问题描述:

Take the following code:

`a = [1,2,3,4]`

if 1 in a or 2 in a:

print 'found'

Is there a cleaner/more elegant way of doing this? Perhaps:

`a = [1,2,3,4]`

b = [1,2]

if set(a) & set(b):

print found

```
a = [1,2,3,4]
b = [1,2]
print any(x in a for x in b)
True
```

Your second example based on `set`

doesn't work because it will always return `True`

for non-empty `a`

/`b`

. However sets are likely the right to use:

```
if set(b).issubset(set(a)):
print "found"
```

Please note that `b = set([])`

is always a subset of `set(a)`

.

Update: I just noticed that you only want to know if any of the items in `b`

is part of `a`

which is different from my proposed solution.
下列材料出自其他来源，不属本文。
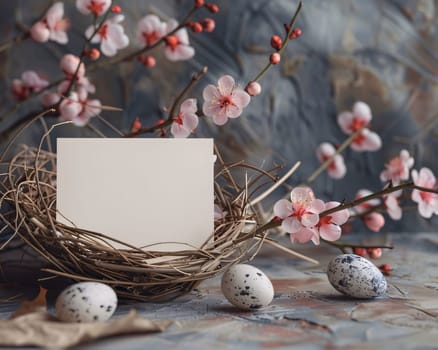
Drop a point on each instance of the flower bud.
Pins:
(276, 42)
(253, 88)
(275, 58)
(208, 25)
In that case I think a simple if/elif/else is the best solution. You could try to use a dict or another iterable with fast contains-lookup.

Maybe this is too simple, but `if...elif`

seems fine to me:

```
found = False
if 1 in a:
found = True
elif 2 in a:
found = True
```

This only checks if `2`

is in the list if `1`

isn't, since you're only looking to see if either is in the list (not caring which one), this should be good

**Pros:**

- Its simple
- You can save a check on
`2`

if`1`

is already in the list - No need to convert
`a`

to a different type (which aides efficiency)

**Cons:**

- This won't get you any points for flair

**Timing Comparison:**

```
basecase = """
a = [1,2,3,4]
if 1 in a or 2 in a:
print 'found'
"""
case1 = """
a = [1,2,3,4]
b = [1,2]
if set(b).issubset(set(a)):
print 'found'
"""
case2 = """
found = False
if 1 in a:
found = True
elif 2 in a:
found = True
"""
case3 = """
a = [1,2,3,4]
b = [1,2]
print any(x in a for x in b)
"""
```

Using `print min(timeit.Timer(<case>).repeat(8, 1000))`

yields

```
basecase = 0.0953138421204
case1 = 0.0974782045301
case2 = 0.0958207179797
case3 = 0.068283250742
```

You can try

```
if set(a) <= set(b):
print found
```

But I can't tell if it's more efficient than your code.